Anggota Komisi I DPRD Kalsel, Dirham Zain – Foto Muchroni


BORNEOTREND.COM, KALSEL  – Komisi I DPRD Kalimantan Selatan kembali menggelar Rapat Dengar Pendapat (RDP) untuk memediasi sengketa lahan antara PT Balangan Coal dan warga pemilik tanah, Harun, di Desa Mantuyan, Kecamatan Halong, Kabupaten Balangan, Rabu (18/2/2026).

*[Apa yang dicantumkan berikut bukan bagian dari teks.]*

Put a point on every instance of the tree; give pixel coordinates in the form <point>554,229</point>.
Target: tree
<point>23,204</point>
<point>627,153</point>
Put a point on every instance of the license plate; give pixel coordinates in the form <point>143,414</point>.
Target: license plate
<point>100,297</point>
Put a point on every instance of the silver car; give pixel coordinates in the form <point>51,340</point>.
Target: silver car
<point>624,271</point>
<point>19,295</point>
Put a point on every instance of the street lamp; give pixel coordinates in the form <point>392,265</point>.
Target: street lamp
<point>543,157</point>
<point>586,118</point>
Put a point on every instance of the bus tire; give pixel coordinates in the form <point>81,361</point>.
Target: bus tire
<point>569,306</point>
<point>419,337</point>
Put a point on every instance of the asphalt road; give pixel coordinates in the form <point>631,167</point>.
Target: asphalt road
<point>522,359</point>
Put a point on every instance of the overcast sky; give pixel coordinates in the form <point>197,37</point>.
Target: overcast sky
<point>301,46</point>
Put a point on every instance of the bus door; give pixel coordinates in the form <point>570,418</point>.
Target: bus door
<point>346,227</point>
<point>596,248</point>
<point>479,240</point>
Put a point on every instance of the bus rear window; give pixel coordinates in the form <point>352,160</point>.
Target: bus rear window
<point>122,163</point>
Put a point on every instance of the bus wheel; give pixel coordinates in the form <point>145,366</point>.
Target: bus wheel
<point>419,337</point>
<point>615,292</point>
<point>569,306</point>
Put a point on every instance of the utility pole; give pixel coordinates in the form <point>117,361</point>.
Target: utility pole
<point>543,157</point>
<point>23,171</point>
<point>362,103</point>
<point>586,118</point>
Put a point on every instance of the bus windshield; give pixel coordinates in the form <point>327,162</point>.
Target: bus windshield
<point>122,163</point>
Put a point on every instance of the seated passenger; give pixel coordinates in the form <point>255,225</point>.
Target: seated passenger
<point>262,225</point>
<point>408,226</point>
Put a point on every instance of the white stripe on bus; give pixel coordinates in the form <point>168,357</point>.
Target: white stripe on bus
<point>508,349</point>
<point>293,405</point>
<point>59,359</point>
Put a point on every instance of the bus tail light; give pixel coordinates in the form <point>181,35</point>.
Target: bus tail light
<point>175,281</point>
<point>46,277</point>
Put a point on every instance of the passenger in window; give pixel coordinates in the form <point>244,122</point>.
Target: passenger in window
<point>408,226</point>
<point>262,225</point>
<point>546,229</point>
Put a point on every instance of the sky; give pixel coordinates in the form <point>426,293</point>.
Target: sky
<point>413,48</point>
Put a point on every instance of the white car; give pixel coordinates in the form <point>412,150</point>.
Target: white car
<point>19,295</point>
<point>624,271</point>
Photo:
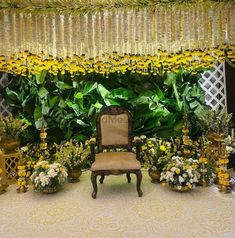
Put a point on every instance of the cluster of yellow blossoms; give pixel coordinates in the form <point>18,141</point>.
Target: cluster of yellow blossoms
<point>223,178</point>
<point>26,63</point>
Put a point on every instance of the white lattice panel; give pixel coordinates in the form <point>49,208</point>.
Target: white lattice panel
<point>214,84</point>
<point>4,108</point>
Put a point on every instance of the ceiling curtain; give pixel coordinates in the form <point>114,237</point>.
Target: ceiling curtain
<point>175,28</point>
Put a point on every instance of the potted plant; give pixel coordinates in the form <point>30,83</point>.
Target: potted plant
<point>206,170</point>
<point>155,153</point>
<point>48,178</point>
<point>180,174</point>
<point>216,123</point>
<point>10,130</point>
<point>73,157</point>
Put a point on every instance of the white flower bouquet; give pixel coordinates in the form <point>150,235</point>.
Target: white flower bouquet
<point>48,178</point>
<point>181,173</point>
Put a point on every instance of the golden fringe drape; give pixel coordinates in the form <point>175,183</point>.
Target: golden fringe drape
<point>125,31</point>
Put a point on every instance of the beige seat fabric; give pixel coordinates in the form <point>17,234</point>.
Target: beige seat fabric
<point>115,161</point>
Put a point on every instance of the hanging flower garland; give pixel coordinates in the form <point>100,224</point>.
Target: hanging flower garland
<point>26,63</point>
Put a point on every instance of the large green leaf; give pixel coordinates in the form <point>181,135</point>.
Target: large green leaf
<point>89,87</point>
<point>63,86</point>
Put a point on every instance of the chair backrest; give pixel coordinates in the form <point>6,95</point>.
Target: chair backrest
<point>114,126</point>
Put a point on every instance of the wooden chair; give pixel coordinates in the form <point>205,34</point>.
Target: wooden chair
<point>114,126</point>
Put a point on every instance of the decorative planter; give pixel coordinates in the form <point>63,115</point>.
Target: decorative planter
<point>154,175</point>
<point>3,187</point>
<point>74,175</point>
<point>11,144</point>
<point>203,183</point>
<point>180,190</point>
<point>49,190</point>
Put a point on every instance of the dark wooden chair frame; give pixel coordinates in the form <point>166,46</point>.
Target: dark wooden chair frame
<point>114,110</point>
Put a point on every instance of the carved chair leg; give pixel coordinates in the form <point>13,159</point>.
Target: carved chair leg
<point>138,182</point>
<point>94,183</point>
<point>128,177</point>
<point>102,179</point>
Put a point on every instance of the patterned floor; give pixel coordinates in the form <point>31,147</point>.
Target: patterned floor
<point>117,212</point>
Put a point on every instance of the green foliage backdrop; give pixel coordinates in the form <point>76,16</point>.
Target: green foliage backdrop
<point>68,106</point>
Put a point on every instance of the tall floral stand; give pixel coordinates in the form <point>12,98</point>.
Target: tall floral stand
<point>219,158</point>
<point>22,184</point>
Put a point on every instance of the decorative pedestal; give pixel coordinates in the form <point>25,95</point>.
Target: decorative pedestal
<point>8,164</point>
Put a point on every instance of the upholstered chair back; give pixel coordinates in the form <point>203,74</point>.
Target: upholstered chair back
<point>114,128</point>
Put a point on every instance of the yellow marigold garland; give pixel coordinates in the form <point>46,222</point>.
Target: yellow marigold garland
<point>25,63</point>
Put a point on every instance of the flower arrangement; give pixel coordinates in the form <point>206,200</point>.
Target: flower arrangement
<point>72,155</point>
<point>47,177</point>
<point>217,122</point>
<point>11,127</point>
<point>180,173</point>
<point>229,142</point>
<point>206,170</point>
<point>32,154</point>
<point>155,152</point>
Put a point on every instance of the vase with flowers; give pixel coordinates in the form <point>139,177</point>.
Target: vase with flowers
<point>155,153</point>
<point>73,156</point>
<point>180,174</point>
<point>48,178</point>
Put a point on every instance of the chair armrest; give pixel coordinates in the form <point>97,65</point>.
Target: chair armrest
<point>92,148</point>
<point>137,144</point>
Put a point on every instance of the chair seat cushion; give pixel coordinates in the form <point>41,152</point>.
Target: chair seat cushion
<point>115,161</point>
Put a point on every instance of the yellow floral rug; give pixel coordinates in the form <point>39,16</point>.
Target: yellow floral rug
<point>117,212</point>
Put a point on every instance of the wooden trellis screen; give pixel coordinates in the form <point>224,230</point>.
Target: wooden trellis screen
<point>213,82</point>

Anggota Komisi I DPRD Kalsel, Dirham Zain, mengatakan pihaknya telah tiga kali menggelar RDP yang menghadirkan berbagai pihak, termasuk Harun, kepala desa, camat, Badan Pertanahan Nasional (BPN), biro hukum, dan tokoh masyarakat.

Namun, dalam rapat kali ini, PT Balangan Coal bersikeras tidak menunjukkan bukti kepemilikan lahan yang disengketakan, sementara Harun menyerahkan bukti kepemilikan secara lengkap.

“Tiga kali rapat, Balangan Coal ini tidak mau menunjukkan bukti. Jangankan yang asli, fotokopi saja tidak mau diserahkan,” ujar Dirham. 

Ia menduga PT Balangan Coal enggan menunjukkan bukti karena khawatir kasus ini berlanjut ke pengadilan.

Politisi PKB itu menegaskan bahwa PT Balangan Coal dilarang melakukan eksploitasi tambang di lahan yang masih disengketakan.

“Tidak boleh, karena proses hukum sedang berlangsung,” katanya.

Dalam RDP tersebut, Komisi I DPRD Kalsel juga memberikan rekomendasi agar Harun mendapatkan pendampingan hukum dari Lembaga Bantuan Hukum Universitas Lambung Mangkurat (ULM), dengan biaya yang akan ditanggung pemerintah.

Dirham menambahkan, jika PT Balangan Coal mengajukan Restoratif Justice (RJ) selama proses hukum, pihaknya menyambut baik dan menekankan agar semua pihak terkait hadir dalam musyawarah.

Terkait berlarut-larutnya masalah sengketa lahan ini, Dirham menduga akibat PT Balangan Coal salah melakukan pembayaran, di mana lahan yang seharusnya milik Harun yang sebelumnya dititipkan kepada Pembakal (Kepala Desa) Tigaron, justru dibayar kepada Pembakal bukan kepada Harun.

“Jadi dugaan saya salah bayar bukan kepada pemilik sebenarnya,” tandasnya.


CSR and Comrel Department Head PT Balangan Coal, Nico Seniar – Foto Muchroni


Sementara itu, CSR and Comrel Department Head PT Balangan Coal, Nico Seniar, menyatakan pihak perusahaan tetap patuh terhadap proses hukum yang berjalan. Ia menegaskan, tidak ditunjukkannya bukti Surat Keterangan Tanah (SKT) dalam RDP bukan berarti perusahaan melawan hukum.

“Kita patuh dengan proses hukum. Kami tidak menunjukkan bukti SKT bukan berarti kami melawan hukum,” ujarnya.

Nico juga menyebut luas lahan yang disengketakan kurang dari dua hektare. Ia mengakui perusahaan telah melakukan aktivitas eksploitasi di lahan tersebut.